The old man and the alarm clock: the pub photo that went viral

Image of man keeping to Covid-19 rules described as ‘Carravaggio for this age’

One man and his alarm clock: A cropped version of the photo taken at   McGinn’s Hop Store in Woodquay, Galway city on Monday evening. Photograph: McGinn’s Hop Store/Facebook

One man and his alarm clock: A cropped version of the photo taken at McGinn’s Hop Store in Woodquay, Galway city on Monday evening. Photograph: McGinn’s Hop Store/Facebook

 

He is already known as the man with the clock. When publican Fergus McGinn took a photograph of one of his customers and put it on his Facebook page, he hadn’t reckoned with the interest it would generate.

The photograph shows his elderly customer drinking a pint of Guinness, his finished “substantial” meal in front of him. He is staring into space.

It is the alarm clock that gets to you. The man in question, unlike most of the rest of us, has no mobile phone or watch to keep the time so brought his alarm clock with him so he would not go over the allotted time of one hour and 45 minutes in the pub as a result of Covid-19 restrictions

It was taken in McGinn’s Hop Store in Woodquay, Galway city on Monday evening by the pub owner with his mobile phone.

“I only did it for our own Facebook page because I’m not big on social media, but it was tweeted on it gained massive coverage,” Mr McGinn said.

“I was scared about it at first for the old man in particular. When it went viral, I thought it would upset him, but I checked with neighbours this morning. He was chuffed.”

Mr McGinn said he didn’t want to name the man in question, but he is local, born and bred in Galway city and worked in what is now Galway University Hospital for nearly 50 years. The identity of the man has since been confirmed as John Joe Quinn from Bohermore, Galway city.

A brother was killed serving with the US army in Korea and another sister lives in the United States.

“He was conscious of the time and wanted to keep track of it. That was the poignant part of it. He only had the two [pints] anyway,” he said.

“He wouldn’t be out too regularly. He had some business in town. That’s why he was out and about. I’d hadn’t seen him during lockdown.”

When he was asked for his contact tracing details, the man said he had no phone, but gave his home address instead.

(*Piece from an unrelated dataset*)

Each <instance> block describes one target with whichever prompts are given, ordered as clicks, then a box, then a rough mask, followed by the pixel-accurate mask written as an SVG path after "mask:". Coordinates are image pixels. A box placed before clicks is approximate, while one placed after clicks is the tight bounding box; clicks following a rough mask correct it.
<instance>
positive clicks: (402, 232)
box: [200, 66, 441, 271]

Mr McGinn said the photograph has been interpreted by many people including himself as symbolising a “generation that missed out on all that social activity during the lockdown and that interaction with people”.

The photograph was described as the “Carravaggio for this age” by the poet Rye Aker who was commissioned by Galway 2020 to record the year in poetry.

He was so taken by it that he immediately penned the poem, The Man With The Clock.

It concludes: “But for now, there is the soft satisfaction of a bit washed down with a fine pint. A Ta Siad Ag Teacht for the age that’s in it, And a clock stopped to hold the world from speeding the way it does.”